Hive的內置函數

阿新 • • 發佈：2018-07-10

hadoop 模式 n) mage rac 。。擴展性 key 說明

定義：

UDF(User-Defined-Function)，用戶自定義函數對數據進行處理。

UDTF(User-Defined Table-Generating Functions) 用來解決輸入一行輸出多行(On-to-many maping) 的需求。

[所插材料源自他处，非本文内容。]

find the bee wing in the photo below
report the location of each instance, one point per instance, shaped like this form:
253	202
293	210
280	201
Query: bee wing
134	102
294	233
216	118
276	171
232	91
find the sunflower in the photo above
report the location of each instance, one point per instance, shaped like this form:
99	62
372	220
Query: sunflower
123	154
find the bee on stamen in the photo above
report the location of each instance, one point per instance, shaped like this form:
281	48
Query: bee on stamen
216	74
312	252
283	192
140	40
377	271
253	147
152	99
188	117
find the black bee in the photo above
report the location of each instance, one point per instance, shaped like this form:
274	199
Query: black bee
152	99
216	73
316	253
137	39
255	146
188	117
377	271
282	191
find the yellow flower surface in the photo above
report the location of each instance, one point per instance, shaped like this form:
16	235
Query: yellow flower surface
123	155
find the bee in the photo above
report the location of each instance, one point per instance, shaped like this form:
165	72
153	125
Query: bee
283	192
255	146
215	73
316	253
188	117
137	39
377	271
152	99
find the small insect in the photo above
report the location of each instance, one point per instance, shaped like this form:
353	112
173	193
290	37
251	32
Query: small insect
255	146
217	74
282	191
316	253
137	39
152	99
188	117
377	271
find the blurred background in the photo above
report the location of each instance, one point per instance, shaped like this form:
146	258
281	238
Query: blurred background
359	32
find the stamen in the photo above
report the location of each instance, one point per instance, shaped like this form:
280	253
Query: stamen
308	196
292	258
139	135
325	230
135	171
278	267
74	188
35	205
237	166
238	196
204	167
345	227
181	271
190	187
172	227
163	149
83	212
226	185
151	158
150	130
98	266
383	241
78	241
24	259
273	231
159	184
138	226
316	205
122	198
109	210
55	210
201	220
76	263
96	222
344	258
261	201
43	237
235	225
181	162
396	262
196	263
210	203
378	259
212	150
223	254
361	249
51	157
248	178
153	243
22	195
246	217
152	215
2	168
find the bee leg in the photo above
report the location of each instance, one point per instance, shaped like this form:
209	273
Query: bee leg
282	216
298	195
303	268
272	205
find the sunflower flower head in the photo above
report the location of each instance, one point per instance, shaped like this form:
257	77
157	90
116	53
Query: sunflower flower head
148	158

UDAF(User Defined Aggregation Function)用戶自定義聚合函數，操作多個數據行，產生一個數據行。

用法：

　　1、UDF函數可以直接應用於select語句，對查詢結構做格式化處理後，再輸出內容。

　　2、編寫UDF函數的時候需要註意一下幾點：

a）自定義UDF需要繼承org.apache.hadoop.hive.ql.UDF。

b）需要實現evaluate函。

c）evaluate函數支持重載。

hive的本地模式：

　　大多數的Hadoop job是需要hadoop提供的完整的可擴展性來處理大數據的。不過，有時hive的輸入數據量是非常小的。在這種情況下，為查詢出發執行任務的時間消耗可能會比實際job的執行時間要多的多。對於大多數這種情況，hive可以通過本地模式在單臺機器上處理所有的任務。對於小數據集，執行時間會明顯被縮短。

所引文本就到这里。